2024年4月19日(金)

中島厚志が読み解く「激動の経済」

2009年12月4日

 地価が下落しつづけるのは、土地の利用価値に比べて地価が割高だからに他ならない。しかも、少子高齢化の進展で人口が減少しはじめており、これから世帯数の伸びも減じていく。財政赤字等から公共事業の伸びは見込めなくなっており、金融危機に伴う内外の需要落ち込みで輸出生産拠点などの工場立地も期待できない。

 しかも、戦後3回目の人口集中期を迎えている東京の賃料水準は世界主要都市と遜色ないものの、地方都市の賃料水準は低い【図表3】。国内の不動産市況の三極化は、いままでの人口と経済活力の維持までもが難しくなっている地方の状況をそのまま映し出していると言える。

始まりつつある新たな建設投資循環

 では、どうすればよいのか。理屈では、地価が土地の利用価値を反映しているのだから、地方の経済活力と土地の利用価値を上げればよいということになる。もちろん、理屈通りにすんなりと出来るくらいならば、とっくに実現されていよう。しかし、現在は大きな時代の転機にあり、地方が経済活力を見出す数十年に一度のビッグチャンスが巡ってきていることは見逃せない。

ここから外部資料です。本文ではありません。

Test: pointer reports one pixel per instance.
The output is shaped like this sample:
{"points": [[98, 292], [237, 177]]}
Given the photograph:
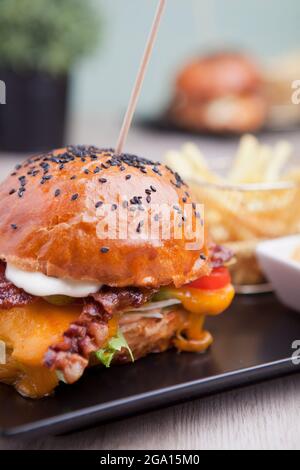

 そのひとつは経済自立と地産地消の要請が強まっていることである。公共事業にも輸出企業の工場立地にも従来以上に頼れなくなることは、地方がますます経済自立を果たさなければならないことを意味している。これは、地産地消が求められているということでもある。

 厳しい要請ではあるが、一方で、温暖化対策が求められる時代にあって、地産地消こそCO2排出が多い輸送の距離を少なくする一番の決め手でもある。家庭やオフィスでのCO2排出を削減することも、全国津々浦々で太陽光発電等クリーンエネルギーの生産を増やす以外にない。これが、地方が活力を見出すチャンスになる。

 同様に、全国例外なしに進んでいる高齢化も地方の大チャンスである。家や街、地域を高齢者に優しい形に作り変えることは待ったなしの要請となっている。この対応は、全ての地方がみずから取り組むことでしか進まないが、これから数十年間全国で大規模に続く取り組みこそが経済活力そのものなのである。

 しかも、ちょうど日本は新たな建設投資循環に入るような時期にある。建設投資循環は、住宅や商工業施設の建て替えまでの期間に相当する形で、約20年のサイクルで訪れる景気循環である。